NEW FEARS for the stability of the global financial system rattled financial markets on Wednesday, after Credit Suisse acknowledged it found “material weakness” in its financial reporting, adding uncertainty to the already jittery banking sector in the wake of Silicon Valley Bank’s collapse.

Shares of Credit Suisse were down 20 percent on the news. The Dow Jones industrial average was down 1.7 percent, and the tech-heavy Nasdaq was also down more than 1 percent, reversing gains made Tuesday. European banking stocks also tumbled, dragging down the major indexes; the Pan-European Stoxx 600 index slid more than 2 percent.

Compounding matters, the bank’s largest investor signalled on Wednesday that it would not be rushing in with more cash to help buttress the firm.

Credit Suisse has had long-running problems that “do not come as a complete shock to either investors or policymakers,” Andrew Kenningham, chief Europe economist with Capital Economics, said in a research note Wednesday. But the bank has a much larger balance sheet than SVB and is much more intertwined with the global financial system, with many subsidiaries outside Switzerland, he said.

“Credit Suisse is not just a Swiss problem but a global one,” Kenningham said. The sell-off in the bank’s shares may have implications on the European Central Bank’s decision, due Thursday, about raising rates, he added.

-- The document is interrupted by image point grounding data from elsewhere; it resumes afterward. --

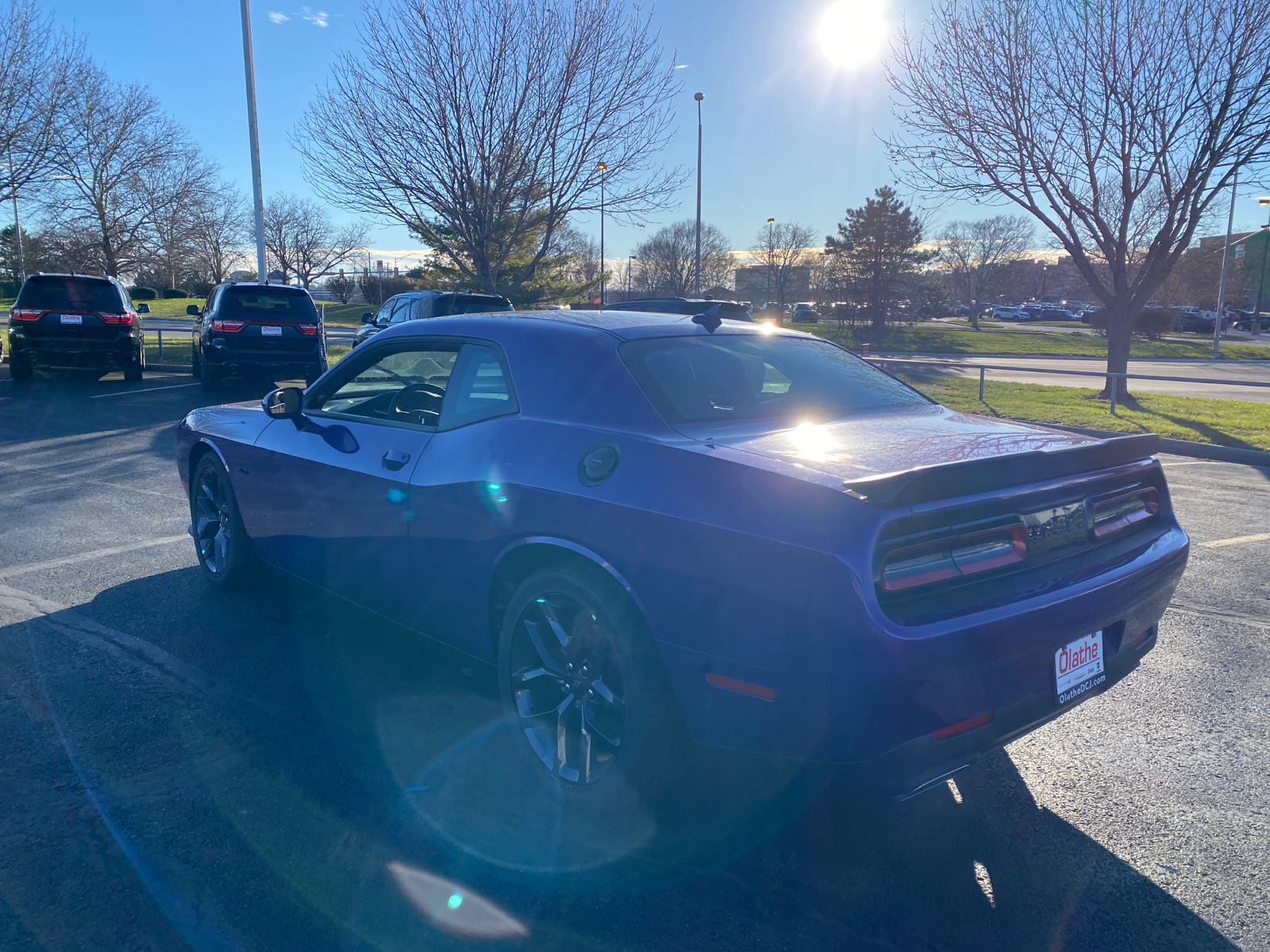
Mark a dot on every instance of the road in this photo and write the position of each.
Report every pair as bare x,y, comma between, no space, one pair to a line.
952,365
186,770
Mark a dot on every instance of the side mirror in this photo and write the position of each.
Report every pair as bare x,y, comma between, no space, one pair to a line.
283,403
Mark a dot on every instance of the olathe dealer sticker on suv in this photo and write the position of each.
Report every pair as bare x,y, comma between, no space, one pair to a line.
1079,668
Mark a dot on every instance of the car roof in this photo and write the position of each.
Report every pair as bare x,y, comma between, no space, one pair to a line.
626,325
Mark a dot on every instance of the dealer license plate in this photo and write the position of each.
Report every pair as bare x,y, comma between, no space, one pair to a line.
1079,668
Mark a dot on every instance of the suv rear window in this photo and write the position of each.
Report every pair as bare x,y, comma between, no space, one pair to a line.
742,376
273,304
50,292
469,304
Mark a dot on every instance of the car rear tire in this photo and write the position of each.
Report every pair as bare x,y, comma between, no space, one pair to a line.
586,689
224,549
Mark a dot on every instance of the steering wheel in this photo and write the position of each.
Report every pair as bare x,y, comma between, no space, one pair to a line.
418,404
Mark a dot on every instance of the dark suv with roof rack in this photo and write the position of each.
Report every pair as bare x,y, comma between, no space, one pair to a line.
75,321
257,330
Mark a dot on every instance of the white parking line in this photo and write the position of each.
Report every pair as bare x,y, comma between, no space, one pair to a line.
1236,539
141,390
88,556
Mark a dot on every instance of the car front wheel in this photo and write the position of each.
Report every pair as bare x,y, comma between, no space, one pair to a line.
584,685
224,550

If the Swiss bank was “to enter a really disorderly phase, that would be a big event,” said French economist Nicolas Véron, a senior fellow at Bruegel and the Peterson Institute for International Economics. “Having said that, it was already perceived as troubled for some time. I expect that fact to have been factored into the strategies of market participants. So I imagine the risk won’t be borne by well-regulated institutions.”

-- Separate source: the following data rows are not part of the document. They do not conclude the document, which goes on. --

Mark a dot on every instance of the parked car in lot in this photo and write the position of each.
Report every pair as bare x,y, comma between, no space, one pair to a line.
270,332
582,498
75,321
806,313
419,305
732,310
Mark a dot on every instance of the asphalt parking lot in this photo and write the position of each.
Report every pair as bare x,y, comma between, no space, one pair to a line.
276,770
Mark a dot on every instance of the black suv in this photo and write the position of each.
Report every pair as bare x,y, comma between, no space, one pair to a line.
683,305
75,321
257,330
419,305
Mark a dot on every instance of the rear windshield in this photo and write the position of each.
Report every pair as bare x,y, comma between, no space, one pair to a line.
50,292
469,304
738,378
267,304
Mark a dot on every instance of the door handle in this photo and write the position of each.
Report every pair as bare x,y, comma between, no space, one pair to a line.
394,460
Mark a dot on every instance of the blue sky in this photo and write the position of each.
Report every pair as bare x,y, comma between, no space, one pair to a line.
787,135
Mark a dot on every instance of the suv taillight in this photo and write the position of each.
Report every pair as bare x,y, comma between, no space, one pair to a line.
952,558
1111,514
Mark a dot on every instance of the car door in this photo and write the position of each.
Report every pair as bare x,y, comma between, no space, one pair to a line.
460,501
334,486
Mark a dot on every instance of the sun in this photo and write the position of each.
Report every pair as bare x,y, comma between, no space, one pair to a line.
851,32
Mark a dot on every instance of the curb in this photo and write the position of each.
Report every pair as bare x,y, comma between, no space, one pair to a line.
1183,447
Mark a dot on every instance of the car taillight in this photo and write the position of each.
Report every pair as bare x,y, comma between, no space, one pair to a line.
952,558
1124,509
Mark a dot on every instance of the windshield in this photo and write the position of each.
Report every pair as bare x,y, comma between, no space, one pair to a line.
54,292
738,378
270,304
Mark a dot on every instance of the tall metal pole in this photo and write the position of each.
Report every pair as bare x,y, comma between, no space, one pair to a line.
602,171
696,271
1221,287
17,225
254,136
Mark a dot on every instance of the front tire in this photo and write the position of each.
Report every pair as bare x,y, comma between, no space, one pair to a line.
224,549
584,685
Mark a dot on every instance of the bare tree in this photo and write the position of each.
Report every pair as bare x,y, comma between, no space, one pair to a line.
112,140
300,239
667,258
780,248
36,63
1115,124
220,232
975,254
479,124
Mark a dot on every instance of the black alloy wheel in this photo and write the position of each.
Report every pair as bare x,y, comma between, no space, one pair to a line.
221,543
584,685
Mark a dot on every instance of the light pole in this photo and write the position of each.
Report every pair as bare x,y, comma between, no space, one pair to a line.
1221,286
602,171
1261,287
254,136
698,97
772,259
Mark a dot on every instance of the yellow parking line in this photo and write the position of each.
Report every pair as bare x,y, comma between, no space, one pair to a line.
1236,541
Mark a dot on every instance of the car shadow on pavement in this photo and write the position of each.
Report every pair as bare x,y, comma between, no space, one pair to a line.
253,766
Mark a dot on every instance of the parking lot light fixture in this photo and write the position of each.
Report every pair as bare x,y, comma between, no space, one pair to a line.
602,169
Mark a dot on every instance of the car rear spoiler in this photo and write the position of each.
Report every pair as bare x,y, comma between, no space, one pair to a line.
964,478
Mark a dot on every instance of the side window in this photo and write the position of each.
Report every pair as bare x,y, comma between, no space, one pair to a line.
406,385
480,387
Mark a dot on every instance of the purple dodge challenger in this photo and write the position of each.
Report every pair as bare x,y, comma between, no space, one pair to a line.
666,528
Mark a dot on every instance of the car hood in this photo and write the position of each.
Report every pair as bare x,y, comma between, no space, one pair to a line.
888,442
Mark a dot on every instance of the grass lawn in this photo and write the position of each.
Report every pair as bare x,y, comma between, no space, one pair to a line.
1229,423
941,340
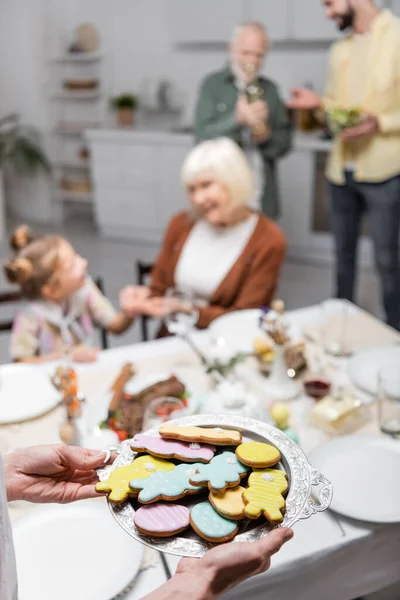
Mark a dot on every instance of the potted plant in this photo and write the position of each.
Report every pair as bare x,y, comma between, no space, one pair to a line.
20,150
125,105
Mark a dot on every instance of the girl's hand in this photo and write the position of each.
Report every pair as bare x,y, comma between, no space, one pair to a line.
133,300
84,354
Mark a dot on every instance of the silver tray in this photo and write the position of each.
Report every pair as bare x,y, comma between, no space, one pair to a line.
309,491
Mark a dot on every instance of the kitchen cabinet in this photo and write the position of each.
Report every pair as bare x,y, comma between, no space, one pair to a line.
206,21
394,6
274,15
137,184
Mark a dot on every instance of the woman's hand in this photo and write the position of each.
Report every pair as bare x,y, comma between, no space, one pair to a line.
133,300
84,354
55,473
222,568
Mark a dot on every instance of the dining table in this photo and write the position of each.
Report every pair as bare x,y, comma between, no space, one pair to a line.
331,557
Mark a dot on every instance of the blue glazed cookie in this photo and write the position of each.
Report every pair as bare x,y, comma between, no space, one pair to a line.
173,487
224,471
209,525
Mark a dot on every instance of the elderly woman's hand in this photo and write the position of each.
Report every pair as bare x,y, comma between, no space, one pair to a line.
54,473
133,300
222,568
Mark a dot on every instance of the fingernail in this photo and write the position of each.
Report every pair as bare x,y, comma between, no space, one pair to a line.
288,534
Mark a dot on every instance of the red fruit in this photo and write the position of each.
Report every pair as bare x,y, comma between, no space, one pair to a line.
122,435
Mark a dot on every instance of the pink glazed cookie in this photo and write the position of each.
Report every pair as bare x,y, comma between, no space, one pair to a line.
162,520
163,448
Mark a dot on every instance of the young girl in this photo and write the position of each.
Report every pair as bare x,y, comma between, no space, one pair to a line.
60,301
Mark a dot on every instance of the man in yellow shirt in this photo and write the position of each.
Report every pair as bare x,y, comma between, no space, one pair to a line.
364,167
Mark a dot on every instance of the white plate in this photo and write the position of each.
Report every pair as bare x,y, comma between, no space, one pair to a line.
25,393
138,383
239,329
73,552
364,472
364,366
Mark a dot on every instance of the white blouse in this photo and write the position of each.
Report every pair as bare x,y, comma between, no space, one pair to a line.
208,255
8,570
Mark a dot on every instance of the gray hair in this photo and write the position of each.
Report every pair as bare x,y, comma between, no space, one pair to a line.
255,25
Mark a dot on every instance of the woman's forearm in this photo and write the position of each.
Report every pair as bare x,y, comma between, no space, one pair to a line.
184,586
39,359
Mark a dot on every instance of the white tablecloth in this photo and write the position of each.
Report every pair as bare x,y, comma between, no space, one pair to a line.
318,564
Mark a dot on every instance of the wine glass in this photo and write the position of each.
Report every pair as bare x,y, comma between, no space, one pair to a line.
181,314
389,400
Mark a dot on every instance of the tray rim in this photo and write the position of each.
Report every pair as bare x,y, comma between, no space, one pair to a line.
301,501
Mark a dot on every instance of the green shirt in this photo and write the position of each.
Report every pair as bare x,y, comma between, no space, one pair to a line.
215,117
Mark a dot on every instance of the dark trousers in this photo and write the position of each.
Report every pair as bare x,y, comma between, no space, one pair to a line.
381,201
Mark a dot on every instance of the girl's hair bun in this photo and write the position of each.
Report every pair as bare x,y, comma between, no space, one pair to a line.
21,237
18,270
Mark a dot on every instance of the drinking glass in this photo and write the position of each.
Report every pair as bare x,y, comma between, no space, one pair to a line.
334,317
181,313
389,399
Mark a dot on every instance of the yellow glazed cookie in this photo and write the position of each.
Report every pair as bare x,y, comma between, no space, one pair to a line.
117,485
214,435
231,505
258,455
264,495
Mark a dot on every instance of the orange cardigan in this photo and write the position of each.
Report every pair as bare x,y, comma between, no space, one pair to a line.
252,280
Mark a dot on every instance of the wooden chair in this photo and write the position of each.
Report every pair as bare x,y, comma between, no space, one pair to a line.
143,272
11,297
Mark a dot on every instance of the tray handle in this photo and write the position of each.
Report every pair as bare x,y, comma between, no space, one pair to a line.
320,497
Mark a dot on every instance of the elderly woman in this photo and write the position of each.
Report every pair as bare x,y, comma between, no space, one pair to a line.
228,256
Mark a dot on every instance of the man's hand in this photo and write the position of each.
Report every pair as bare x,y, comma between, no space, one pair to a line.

“The ECB had been more attentive to this kind of risk than the Fed,” Véron added. “The kind of risk we’ve seen with Silicon Valley Bank has been high on the obsession list of the ECB for the past few years.”

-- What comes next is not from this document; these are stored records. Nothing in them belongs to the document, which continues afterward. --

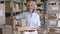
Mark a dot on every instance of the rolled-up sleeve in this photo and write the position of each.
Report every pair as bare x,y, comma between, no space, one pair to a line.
38,21
20,16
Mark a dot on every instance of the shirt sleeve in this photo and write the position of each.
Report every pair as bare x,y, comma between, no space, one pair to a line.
38,21
20,16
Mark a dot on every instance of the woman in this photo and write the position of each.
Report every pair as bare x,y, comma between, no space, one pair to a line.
32,18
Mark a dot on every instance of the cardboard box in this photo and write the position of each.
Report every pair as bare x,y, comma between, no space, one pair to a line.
9,21
51,16
21,22
53,23
2,13
7,7
8,29
38,1
53,8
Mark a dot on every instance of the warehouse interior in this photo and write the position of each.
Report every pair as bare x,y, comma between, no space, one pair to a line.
48,10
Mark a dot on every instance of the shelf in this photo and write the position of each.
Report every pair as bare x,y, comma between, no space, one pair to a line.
41,3
17,1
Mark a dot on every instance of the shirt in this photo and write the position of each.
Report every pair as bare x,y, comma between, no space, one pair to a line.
31,19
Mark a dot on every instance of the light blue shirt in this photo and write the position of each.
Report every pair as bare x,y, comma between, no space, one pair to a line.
31,19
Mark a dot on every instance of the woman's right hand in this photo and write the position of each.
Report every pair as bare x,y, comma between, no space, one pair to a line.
29,29
15,29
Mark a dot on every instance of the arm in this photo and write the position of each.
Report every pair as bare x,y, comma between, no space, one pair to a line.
38,23
20,16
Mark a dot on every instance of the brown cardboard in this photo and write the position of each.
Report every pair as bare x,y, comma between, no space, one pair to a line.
9,21
2,14
21,22
51,6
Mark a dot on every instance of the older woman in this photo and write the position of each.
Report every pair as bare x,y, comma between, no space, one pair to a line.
32,18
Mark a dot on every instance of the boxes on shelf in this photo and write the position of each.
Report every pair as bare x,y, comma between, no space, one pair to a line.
2,13
8,29
9,21
53,7
52,16
53,23
21,22
38,1
7,7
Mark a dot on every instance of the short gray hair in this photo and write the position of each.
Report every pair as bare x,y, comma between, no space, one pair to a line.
34,4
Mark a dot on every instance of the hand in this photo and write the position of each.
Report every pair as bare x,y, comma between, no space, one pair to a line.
15,28
29,29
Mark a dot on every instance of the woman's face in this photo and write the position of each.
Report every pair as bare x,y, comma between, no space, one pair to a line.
30,7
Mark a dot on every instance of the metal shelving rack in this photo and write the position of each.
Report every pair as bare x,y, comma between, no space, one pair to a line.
53,8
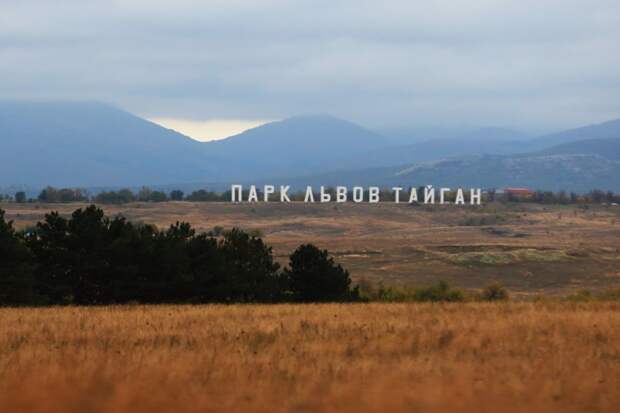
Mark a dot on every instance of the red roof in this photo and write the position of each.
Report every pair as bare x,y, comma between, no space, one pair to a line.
518,190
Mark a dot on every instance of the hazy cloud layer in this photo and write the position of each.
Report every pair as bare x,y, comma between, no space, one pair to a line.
527,64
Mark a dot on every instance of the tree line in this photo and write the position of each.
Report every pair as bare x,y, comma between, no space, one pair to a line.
91,259
146,194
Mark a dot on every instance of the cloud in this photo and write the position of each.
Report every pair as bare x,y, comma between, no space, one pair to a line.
209,130
528,64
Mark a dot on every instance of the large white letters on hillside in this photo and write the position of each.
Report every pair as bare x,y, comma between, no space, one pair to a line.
428,194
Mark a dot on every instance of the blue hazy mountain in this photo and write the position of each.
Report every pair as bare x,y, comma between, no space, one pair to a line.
299,145
605,130
91,144
97,145
575,166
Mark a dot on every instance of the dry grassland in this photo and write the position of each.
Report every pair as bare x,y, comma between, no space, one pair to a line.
531,249
508,357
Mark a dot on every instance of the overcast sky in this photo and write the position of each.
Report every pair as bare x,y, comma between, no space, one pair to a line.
532,65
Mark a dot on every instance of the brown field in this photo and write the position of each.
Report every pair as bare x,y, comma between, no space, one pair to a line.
508,357
531,249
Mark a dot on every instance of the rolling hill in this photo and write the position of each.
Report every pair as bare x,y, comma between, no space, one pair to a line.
90,145
576,166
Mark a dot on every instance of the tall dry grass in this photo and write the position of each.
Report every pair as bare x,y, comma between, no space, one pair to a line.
348,358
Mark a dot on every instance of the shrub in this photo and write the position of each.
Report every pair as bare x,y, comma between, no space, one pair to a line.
439,292
494,292
314,276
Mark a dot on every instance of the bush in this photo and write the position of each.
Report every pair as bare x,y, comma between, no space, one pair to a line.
16,277
494,292
439,292
314,276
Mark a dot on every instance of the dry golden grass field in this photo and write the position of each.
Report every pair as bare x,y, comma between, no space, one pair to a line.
475,357
531,249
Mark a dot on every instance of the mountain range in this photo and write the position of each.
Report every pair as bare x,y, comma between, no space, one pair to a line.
89,144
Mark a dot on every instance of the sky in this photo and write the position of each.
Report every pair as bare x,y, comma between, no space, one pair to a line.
217,67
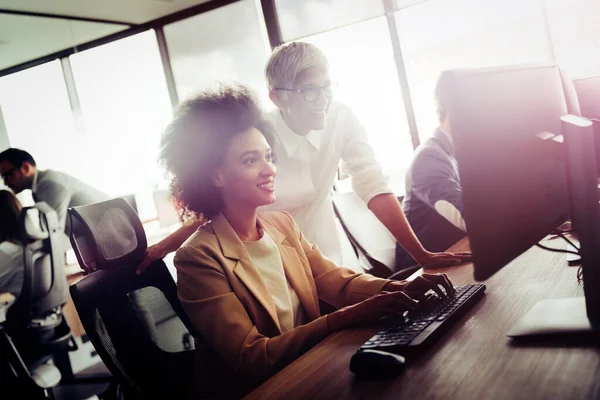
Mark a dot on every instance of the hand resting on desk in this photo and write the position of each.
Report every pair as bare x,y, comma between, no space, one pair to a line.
395,298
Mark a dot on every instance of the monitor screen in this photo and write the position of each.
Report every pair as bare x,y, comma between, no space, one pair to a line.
588,94
165,210
514,186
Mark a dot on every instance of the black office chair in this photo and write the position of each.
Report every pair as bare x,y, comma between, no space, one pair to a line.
35,330
135,322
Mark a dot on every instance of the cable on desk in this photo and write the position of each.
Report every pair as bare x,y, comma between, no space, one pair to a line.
556,250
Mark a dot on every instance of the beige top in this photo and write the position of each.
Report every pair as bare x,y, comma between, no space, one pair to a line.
265,256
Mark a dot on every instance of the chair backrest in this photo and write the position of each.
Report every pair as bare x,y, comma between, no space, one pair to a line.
44,281
165,211
106,235
135,322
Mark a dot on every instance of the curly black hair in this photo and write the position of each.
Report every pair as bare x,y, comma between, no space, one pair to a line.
195,142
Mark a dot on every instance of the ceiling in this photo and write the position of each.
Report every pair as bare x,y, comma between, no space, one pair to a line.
26,37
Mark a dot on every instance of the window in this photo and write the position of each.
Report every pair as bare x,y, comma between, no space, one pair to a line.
37,115
125,107
302,18
362,61
575,30
227,44
438,35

The US economy appeared to be on strong footing in recent months, with the labour market remaining strong and inflation showing signs that it had begun to cool. But that all changed Friday, when Silicon Valley Bank suddenly failed, marking the second-biggest bank failure in US history.

Financial stocks have been shaky ever sense, and regulators shuttered Signature Bank on Sunday. To stave off a broader panic, US authorities stepped in to assure depositors they would be made whole. Regional bank stocks fell sharply on Monday and then rebounded on Tuesday. But the Credit Suisse news on Wednesday, a sign that banking sector issues aren’t confined to US banks, appears to have rattled investors in banks again.

Shares of First Republic Bank, another Bay Area bank catering to tech clients, dropped more than 16 percent and shares of Phoenix-based Western Alliance dropped 6 percent. Volatility spread across the market – the CBOE VIX index, known as Wall Street’s “fear gauge,” was up more than 12 percent.

The White House scrambled this weekend to calm customers and the banking industry, moving swiftly to avert a sense of crisis. In Silicon Valley, start-up founders who kept their money at Silicon Valley Bank fretted over how they would pay their employees before breathing a sigh of relief when they learned they’d have access to their full accounts.

But SVB and Signature’s closures still sent a sense of precariousness through the banking sector. When Credit Suisse issued its annual report that found that its “disclosure controls and procedures were not effective” during a certain time period, it was into a market that was already on-edge.

Credit Suisse had delayed releasing its annual report after the Securities and Exchange Commission asked for more information last week about past cash flow statements. In its annual report, eventually released Tuesday, the bank said it discovered “material weaknesses in internal control over financial reporting” in 2021 and 2022.

Credit Suisse’s largest investor, Saudi National Bank, said it would not take a larger stake in the company.

“The answer is absolutely not, for many reasons outside the simplest reason, which is regulatory and statutory,” chairman Ammar Al Khudairy told Bloomberg TV.

Credit Suisse is in the midst of a big restructuring in an attempt to make the bank profitable again.

Banking stocks had rebounded Tuesday before Wednesday’s early sell-off took hold.